According to the company, the outage was not driven by any memory problem in the network. Rather, it was triggered by the addition of new servers to the Amazon Kinesis real-time data processing service.
Adding new capacity caused all servers in the Kinesis system to exceed the maximum number of 'threads' allowed by an operating system (OS) configuration.
Servers in the Kinesis system need to generate threads between each other in the front-end fleet and when they couldn’t, the whole lot went tits up.
This resulted in a series of other problems that eventually took down thousands of websites and services, including those from some big companies such as Adobe, Flickr, Roku, Twilio and Autodesk.
AWS's own services were also affected, including ACM, Amplify Console, AppStream2, AppSync, Athena, Batch, CodeArtifact, CodeGuru Profiler, CodeGuru Reviewer, CloudFormation, CloudMap, CloudTrail, Connect, Comprehend, DynamoDB, Elastic Beanstalk, EventBridge, GuardDuty, IoT Services, Lambda, LEX, Macie, Managed Blockchain, Marketplace, MediaLive, MediaConvert, Personalize, RDS Performance Insights, Rekognition, SageMaker and Workspaces.
The multi-hour outage affected the US-East-1 region, according to the company.
Apparently it was all fixed by turning it off and turning it on again.
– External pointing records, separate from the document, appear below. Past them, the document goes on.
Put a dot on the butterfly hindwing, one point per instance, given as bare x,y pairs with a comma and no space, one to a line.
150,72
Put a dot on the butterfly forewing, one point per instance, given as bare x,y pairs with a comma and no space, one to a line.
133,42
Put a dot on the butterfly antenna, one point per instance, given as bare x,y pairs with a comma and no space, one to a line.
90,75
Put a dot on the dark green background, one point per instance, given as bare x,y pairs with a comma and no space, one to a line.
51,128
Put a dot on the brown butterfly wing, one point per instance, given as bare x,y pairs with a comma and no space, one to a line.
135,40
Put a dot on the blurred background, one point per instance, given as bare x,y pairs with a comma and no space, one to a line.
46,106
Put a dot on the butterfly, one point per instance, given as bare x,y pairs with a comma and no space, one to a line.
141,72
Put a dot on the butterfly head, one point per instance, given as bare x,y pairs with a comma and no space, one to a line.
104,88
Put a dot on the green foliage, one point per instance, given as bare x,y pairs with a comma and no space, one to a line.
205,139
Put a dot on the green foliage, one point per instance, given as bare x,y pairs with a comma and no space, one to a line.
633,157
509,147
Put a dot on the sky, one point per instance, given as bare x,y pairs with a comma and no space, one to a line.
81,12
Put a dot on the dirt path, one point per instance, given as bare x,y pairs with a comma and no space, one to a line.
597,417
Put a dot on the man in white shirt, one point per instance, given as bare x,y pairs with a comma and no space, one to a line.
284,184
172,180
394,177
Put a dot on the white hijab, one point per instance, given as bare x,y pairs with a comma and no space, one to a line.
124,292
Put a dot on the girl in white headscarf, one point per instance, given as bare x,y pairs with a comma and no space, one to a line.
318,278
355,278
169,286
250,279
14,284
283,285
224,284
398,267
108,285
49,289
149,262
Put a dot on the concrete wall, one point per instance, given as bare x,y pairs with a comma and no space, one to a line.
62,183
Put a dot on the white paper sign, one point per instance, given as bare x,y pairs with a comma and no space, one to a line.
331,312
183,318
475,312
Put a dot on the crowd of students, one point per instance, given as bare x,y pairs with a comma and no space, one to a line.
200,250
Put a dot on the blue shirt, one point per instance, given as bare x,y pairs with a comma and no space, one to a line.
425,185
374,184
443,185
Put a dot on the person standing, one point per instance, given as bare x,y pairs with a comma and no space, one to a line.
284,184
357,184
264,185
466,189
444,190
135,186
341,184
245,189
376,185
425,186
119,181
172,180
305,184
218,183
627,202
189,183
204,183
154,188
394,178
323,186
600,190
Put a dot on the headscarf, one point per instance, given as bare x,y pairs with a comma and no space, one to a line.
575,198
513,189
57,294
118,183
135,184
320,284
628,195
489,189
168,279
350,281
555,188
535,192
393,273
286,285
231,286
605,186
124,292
Unfortunately, since that meant the entire Kinesis service, it took a while.
Amazon has said sorry for the outage and said it would apply lessons learned to further improve the reliability of its services.
In the short term, the company plans to move to servers with more powerful CPUs and more and memory to help it reduce the number of servers and the thread count across the fleet.
It is also carrying tests to increase thread count limits in OS configuration. AWS believes the measure will give additional safety margin by providing more threads per server.
The company also plans to introduce lots of other changes to "radically improve the cold-start time for the front-end fleet".